POSTMORTEM (root cause · how it was found · the fix · lesson)
Root cause: a write-heavy workload generated WAL faster than checkpoints could
recycle it, so pg_wal grew and put the disk under pressure. The database kept
working — the danger was the operator's temptation to delete WAL files by hand
(which corrupts the cluster and breaks replication/PITR).

How it was found: pg_ls_waldir() showed pg_wal large and growing; pg_stat_wal /
a moving pg_current_wal_lsn confirmed heavy WAL generation; pg_stat_activity
showed the writer.

The mitigation: stop the runaway writer; WAL generation stopped and segments
recycled normally.

Lesson: pg_wal pressure is a workload (or retention) problem — find and stop the
producer, size max_wal_size, and check for stale slots/failed archiving.
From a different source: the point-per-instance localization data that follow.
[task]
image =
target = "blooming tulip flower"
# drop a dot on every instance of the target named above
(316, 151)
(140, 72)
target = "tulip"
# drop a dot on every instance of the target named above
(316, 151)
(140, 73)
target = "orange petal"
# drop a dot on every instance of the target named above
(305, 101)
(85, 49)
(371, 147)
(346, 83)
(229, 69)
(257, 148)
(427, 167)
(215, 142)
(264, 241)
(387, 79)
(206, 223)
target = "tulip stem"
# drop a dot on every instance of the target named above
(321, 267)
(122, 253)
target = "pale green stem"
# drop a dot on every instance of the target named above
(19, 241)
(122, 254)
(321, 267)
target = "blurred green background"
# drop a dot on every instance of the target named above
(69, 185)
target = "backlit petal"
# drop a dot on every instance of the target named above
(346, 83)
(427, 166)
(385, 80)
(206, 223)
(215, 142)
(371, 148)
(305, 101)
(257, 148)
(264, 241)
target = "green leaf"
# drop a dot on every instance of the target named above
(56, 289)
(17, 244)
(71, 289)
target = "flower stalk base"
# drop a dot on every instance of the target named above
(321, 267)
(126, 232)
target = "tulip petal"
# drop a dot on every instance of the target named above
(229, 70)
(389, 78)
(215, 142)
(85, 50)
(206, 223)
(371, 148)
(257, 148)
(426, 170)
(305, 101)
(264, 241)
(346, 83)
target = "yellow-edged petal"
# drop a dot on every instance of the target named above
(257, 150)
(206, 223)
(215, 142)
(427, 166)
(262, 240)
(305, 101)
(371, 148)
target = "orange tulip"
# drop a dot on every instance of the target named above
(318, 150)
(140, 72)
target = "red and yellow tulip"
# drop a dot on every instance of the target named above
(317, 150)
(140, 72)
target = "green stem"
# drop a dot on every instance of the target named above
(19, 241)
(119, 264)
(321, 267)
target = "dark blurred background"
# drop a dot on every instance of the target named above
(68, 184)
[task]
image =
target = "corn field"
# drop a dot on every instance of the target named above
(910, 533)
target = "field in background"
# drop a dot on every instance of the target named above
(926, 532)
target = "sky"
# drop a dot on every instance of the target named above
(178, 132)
Never
`rm` files in pg_wal; let PostgreSQL recycle them.

INVESTIGATION HINTS (the staged path to diagnose and fix)
1. pg_wal is growing and disk is under pressure, but the database is healthy. Size it: SELECT count(*), pg_size_pretty(sum(size)) FROM pg_ls_waldir(); and watch pg_current_wal_lsn move. A write-heavy workload is generating WAL faster than it can be recycled.
2. Find the writer: SELECT pid, application_name, state FROM pg_stat_activity WHERE application_name LIKE 'wal_generator%'; and look at SELECT * FROM pg_stat_wal;
3. Stop the runaway writer: SELECT pg_terminate_backend(pid) FROM pg_stat_activity WHERE application_name LIKE 'wal_generator%'; WAL generation then stops and segments recycle. NEVER delete files from pg_wal by hand, and a CHECKPOINT alone won't help while the writer runs.